In conclusion, we believe that dual combination therapy with T-VEC and SMI compounds may slow down cell cycle progress and lead to G1 arrest in NC cells, as one possible way to suppress Myc. In this process, the CDK4/6i palbociclib could be supportive by modulation of Rb and causing cell cycle arrest. P300/CBP inhibitors, such as GNE-781, may also be beneficial by co-regulating the cell cycle along this pathway. In addition, enhanced oncolysis by dual combination therapy could also be part of the downregulation of Myc expression, as the loading control bands are still clearly visible, albeit slightly diminished (Figure 5). However, further experiments and many more investigations are needed to confirm this first data set and to transfer it to other NC cancer cell lines, including those that do not carry BRD4 as a fusion partner, which may uncover additional co-actors and novel therapeutic targets. Furthermore, a genetically engineered mouse model (GEMM) of NC, involving the BRD4-NUT fusion gene, has very recently been developed for the first time [61]. With this important contribution, previous preclinical studies could be transferred in vivo as well to evaluate further mechanistic results, but access is currently limited.
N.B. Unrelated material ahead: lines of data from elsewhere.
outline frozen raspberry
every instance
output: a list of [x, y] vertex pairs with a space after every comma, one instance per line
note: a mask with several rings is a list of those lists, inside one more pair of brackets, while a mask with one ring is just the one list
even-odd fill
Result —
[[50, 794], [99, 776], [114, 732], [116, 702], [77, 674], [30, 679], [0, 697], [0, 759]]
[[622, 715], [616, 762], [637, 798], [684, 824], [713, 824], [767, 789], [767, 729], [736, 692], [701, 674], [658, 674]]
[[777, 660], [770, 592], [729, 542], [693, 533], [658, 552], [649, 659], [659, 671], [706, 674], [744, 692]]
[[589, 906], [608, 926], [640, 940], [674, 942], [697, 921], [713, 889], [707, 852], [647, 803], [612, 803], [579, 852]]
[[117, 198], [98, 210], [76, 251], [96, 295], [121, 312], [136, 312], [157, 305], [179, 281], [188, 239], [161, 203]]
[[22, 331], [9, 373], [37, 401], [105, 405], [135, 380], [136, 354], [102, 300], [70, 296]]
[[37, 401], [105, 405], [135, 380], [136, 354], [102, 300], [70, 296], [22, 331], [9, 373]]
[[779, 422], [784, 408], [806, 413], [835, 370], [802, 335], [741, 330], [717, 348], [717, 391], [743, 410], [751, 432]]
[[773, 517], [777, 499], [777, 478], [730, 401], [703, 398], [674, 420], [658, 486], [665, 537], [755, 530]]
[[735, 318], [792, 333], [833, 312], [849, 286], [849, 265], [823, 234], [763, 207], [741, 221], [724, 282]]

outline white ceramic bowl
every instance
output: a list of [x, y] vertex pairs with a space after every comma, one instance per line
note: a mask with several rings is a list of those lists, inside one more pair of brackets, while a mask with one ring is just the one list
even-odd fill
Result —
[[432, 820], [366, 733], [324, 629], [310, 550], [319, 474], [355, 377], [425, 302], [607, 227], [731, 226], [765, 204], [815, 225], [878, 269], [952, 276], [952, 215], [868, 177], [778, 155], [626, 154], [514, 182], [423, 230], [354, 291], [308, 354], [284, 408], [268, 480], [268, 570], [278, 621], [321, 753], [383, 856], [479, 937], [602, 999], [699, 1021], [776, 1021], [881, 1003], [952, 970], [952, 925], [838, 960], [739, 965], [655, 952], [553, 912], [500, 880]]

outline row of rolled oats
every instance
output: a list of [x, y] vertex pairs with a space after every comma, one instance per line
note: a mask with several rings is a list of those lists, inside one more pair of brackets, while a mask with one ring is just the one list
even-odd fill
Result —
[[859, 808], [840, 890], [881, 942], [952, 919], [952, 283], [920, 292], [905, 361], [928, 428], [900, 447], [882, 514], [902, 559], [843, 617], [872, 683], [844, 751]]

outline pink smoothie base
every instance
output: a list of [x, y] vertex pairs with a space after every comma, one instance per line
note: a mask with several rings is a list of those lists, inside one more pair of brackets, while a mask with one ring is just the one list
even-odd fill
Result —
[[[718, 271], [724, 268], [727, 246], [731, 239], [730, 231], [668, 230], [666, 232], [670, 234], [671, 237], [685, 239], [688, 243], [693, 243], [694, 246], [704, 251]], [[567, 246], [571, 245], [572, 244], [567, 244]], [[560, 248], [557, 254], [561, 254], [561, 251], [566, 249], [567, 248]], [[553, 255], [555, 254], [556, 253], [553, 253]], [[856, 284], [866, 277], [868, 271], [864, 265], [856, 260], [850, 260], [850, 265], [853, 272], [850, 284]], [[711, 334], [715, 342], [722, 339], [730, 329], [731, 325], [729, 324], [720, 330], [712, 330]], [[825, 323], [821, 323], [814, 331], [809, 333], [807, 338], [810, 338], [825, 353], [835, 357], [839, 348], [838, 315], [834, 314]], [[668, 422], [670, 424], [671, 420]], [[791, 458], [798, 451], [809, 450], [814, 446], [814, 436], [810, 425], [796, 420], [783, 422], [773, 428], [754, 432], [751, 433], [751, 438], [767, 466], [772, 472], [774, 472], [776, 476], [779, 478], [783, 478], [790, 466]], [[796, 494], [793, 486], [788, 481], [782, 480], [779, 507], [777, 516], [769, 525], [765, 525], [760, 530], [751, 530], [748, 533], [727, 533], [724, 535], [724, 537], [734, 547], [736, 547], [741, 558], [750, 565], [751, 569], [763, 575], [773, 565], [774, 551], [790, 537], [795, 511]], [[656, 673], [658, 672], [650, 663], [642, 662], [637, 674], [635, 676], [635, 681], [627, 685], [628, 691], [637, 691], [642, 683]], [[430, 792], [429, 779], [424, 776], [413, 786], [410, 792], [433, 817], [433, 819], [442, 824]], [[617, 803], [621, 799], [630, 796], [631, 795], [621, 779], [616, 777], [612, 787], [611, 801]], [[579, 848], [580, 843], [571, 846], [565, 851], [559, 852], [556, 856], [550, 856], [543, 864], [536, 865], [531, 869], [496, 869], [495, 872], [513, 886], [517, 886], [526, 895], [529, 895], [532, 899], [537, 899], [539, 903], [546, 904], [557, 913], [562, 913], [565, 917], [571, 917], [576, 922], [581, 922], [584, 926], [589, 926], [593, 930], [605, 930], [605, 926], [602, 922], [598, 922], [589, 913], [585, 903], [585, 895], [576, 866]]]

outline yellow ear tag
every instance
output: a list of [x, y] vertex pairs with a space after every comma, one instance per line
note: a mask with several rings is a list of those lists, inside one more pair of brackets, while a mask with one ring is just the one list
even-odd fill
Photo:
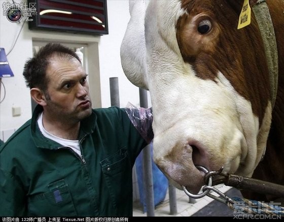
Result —
[[251, 11], [248, 0], [244, 0], [239, 18], [238, 29], [251, 24]]

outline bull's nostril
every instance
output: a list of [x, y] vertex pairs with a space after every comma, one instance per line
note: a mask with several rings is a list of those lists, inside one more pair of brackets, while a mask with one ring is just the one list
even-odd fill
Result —
[[195, 166], [199, 165], [204, 167], [208, 168], [208, 160], [206, 151], [202, 148], [195, 145], [192, 145], [192, 162]]
[[199, 149], [195, 146], [191, 146], [192, 147], [192, 162], [195, 165], [199, 165], [198, 160], [201, 157], [200, 152]]

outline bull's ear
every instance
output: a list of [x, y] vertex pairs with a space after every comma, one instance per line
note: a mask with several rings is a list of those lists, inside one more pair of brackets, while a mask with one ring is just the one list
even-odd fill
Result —
[[144, 20], [147, 6], [147, 1], [129, 1], [130, 20], [120, 47], [121, 65], [125, 75], [133, 84], [146, 89], [148, 87]]

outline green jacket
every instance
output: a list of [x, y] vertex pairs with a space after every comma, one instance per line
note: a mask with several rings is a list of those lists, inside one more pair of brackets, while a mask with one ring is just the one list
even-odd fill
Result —
[[81, 156], [43, 136], [42, 111], [1, 147], [0, 216], [131, 216], [132, 167], [147, 143], [125, 110], [81, 122]]

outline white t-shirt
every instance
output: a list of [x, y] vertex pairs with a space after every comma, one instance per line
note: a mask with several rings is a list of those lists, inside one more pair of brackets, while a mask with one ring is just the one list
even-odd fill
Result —
[[60, 137], [57, 137], [57, 136], [48, 132], [44, 129], [43, 124], [43, 112], [42, 112], [42, 113], [39, 115], [39, 117], [38, 118], [38, 124], [39, 125], [39, 128], [40, 128], [40, 130], [43, 135], [45, 137], [61, 144], [62, 146], [70, 147], [74, 151], [74, 152], [81, 156], [81, 153], [79, 145], [79, 141], [78, 140], [70, 140], [60, 138]]

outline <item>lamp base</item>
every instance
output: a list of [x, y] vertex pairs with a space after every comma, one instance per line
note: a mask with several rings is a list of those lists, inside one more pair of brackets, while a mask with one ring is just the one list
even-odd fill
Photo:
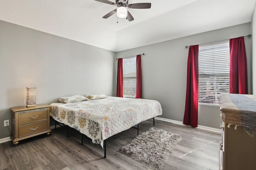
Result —
[[36, 104], [30, 104], [28, 105], [26, 105], [26, 107], [36, 107]]

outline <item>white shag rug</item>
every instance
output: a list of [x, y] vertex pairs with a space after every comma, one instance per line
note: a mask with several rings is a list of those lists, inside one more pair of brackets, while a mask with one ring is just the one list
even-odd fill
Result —
[[176, 144], [180, 135], [151, 127], [120, 149], [121, 152], [154, 170], [160, 170]]

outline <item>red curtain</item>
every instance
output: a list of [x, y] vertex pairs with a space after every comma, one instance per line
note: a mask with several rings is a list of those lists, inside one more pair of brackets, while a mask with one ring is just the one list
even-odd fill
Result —
[[187, 90], [183, 124], [197, 127], [198, 106], [198, 45], [190, 46], [188, 58]]
[[123, 59], [118, 59], [117, 66], [116, 97], [123, 97]]
[[229, 40], [230, 93], [248, 94], [247, 63], [243, 37]]
[[140, 55], [136, 58], [136, 95], [135, 98], [141, 98], [142, 94], [142, 80], [141, 77], [141, 60]]

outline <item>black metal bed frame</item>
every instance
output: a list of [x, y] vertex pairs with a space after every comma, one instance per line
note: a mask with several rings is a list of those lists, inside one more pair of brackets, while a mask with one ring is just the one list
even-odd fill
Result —
[[[56, 130], [56, 124], [58, 124], [58, 125], [60, 126], [62, 126], [62, 127], [69, 127], [69, 126], [68, 126], [67, 125], [66, 125], [65, 124], [64, 124], [64, 123], [60, 123], [58, 121], [56, 121], [56, 120], [52, 118], [52, 117], [51, 117], [51, 118], [54, 121], [54, 122], [55, 122], [55, 130]], [[153, 119], [153, 125], [155, 125], [155, 117], [152, 117], [152, 119]], [[133, 127], [134, 128], [135, 128], [135, 129], [137, 129], [137, 135], [139, 135], [139, 124], [138, 123], [137, 125], [137, 127], [135, 127], [134, 126], [132, 126], [131, 127]], [[72, 127], [71, 127], [72, 128]], [[69, 135], [69, 128], [67, 128], [67, 137], [68, 137]], [[90, 138], [89, 137], [87, 137], [86, 135], [85, 135], [82, 133], [80, 133], [80, 132], [79, 132], [79, 133], [81, 133], [81, 145], [84, 145], [84, 137], [85, 137], [86, 138], [88, 138], [88, 139], [90, 139]], [[106, 158], [106, 147], [107, 147], [107, 139], [105, 139], [104, 141], [103, 141], [103, 148], [104, 148], [104, 158]]]

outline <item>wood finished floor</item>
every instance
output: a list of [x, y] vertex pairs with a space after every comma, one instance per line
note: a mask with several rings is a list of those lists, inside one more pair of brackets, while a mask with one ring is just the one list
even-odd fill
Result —
[[[154, 126], [182, 135], [162, 170], [218, 170], [220, 133], [189, 126], [152, 119], [140, 124], [139, 133]], [[16, 147], [12, 141], [0, 144], [0, 170], [148, 170], [150, 168], [121, 153], [119, 149], [137, 135], [130, 128], [109, 138], [107, 158], [104, 150], [91, 140], [70, 130], [59, 127], [51, 135], [42, 135], [22, 141]]]

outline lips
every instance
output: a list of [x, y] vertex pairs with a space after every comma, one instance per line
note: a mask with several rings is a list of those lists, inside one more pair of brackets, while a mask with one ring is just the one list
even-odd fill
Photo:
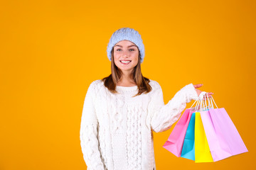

Nevertheless, it still remains possible to test our combinatorial approaches in patient-derived NC tumor cells or thereby establish organoid models and thus achieving improvements in therapeutic application.

5. Conclusions

Our promising in vitro results suggest that combinatorial approaches using the oncolytic virus T-VEC and SMIs (such as vorinostat, panobinostat, fimepinostat, GNE-781, or palbociclib) have great potential for future multimodal treatment approaches and may provide better success for the treatment of this highly challenging NC tumor type.

Supplementary Materials

The following supporting information can be downloaded at: https://www.mdpi.com/article/10.3390/v16050775/s1, Figure S1: Viability of human NC cell line HCC2429 after monotherapeutic treatment with five small molecule inhibitors (SMIs); Figure S2: Viability of human NC cell line 143100 after monotherapeutic treatment with five small molecule inhibitors (SMIs); Figure S3: Viability of human NC cell line 10-15 after monotherapeutic treatment with five small molecule inhibitors (SMIs); Figure S4: Viability of human NC cell line 690100 after monotherapeutic treatment with five small molecule inhibitors (SMIs); Figure S5: Viability of human NC cell line 14169 after monotherapeutic treatment with five small molecule inhibitors (SMIs); Figure S6: Viability of human NC cell lines after monotherapeutic treatment with T-VEC; Figure S7: Viability of human NC cell line 690100 after dual combination treatment with T-VEC and small molecule inhibitors (SMIs); Figure S8: Viability of human NC cell line 14169 after dual combination treatment with T-VEC and small molecule inhibitors (SMIs); Figure S9: Real-time analysis of 143100 NC tumor cells under treatment with T-VEC alone or under dual combination therapies with the small molecule inhibitors (SMIs); Figure S10: Real-time analysis of 10-15 NC tumor cells under treatment with T-VEC alone or under dual combination therapies with the small molecule inhibitors (SMIs); Figure S11: Real-time analysis of 690100 NC tumor cells under treatment with T-VEC alone or under dual combination therapies with the small molecule inhibitors (SMIs); Figure S12: Real-time analysis of 14169 NC tumor cells under treatment with T-VEC alone or under dual combination therapies with the small molecule inhibitors (SMIs); Figure S13: Raw immunoblot data for the detection of c-Myc (Myc) after treatment of HCC2429 cells for 24 h with T-VEC and small molecule inhibitors (SMIs) alone or in dual combination; Figure S14: Raw immunoblot data for the detection of c-Myc (Myc) protein after treatment of HCC2429 cells for 48 h with T-VEC and small molecule inhibitors (SMIs) alone or in dual combination; Figure S15: Raw immunoblot data for the detection of c-Myc (Myc) protein after treatment of HCC2429 cells for 72 h with T-VEC and small molecule inhibitors (SMIs) alone or in dual combination.

Author Contributions

Conceptualization, J.B., S.B. and U.M.L.; validation, J.B., S.B. and U.M.L.; formal analysis, S.S. and S.B.; investigation, S.S., I.S. and A.S.; writing—original draft preparation, S.S.; writing—review and editing, J.B., S.B. and U.M.L.; supervision, J.B., S.B. and U.M.L.; project administration, U.M.L.; funding acquisition, J.B., S.B. and U.M.L. All authors have read and agreed to the published version of the manuscript.

Funding

This research was funded by the Deutsche Forschungsgemeinschaft (DFG, German Research Foundation)—514598620. S.S. is funded by the intramural Interdisziplinäres Zentrum für Klinische Forschung (IZKF, Interdisciplinary Center for Clinical Research) scholarship of the Medical Faculty of the University of Tübingen. IZKF has the aim to support and fund highly qualified MD students who are undertaking their experimental MD thesis work in renowned laboratories.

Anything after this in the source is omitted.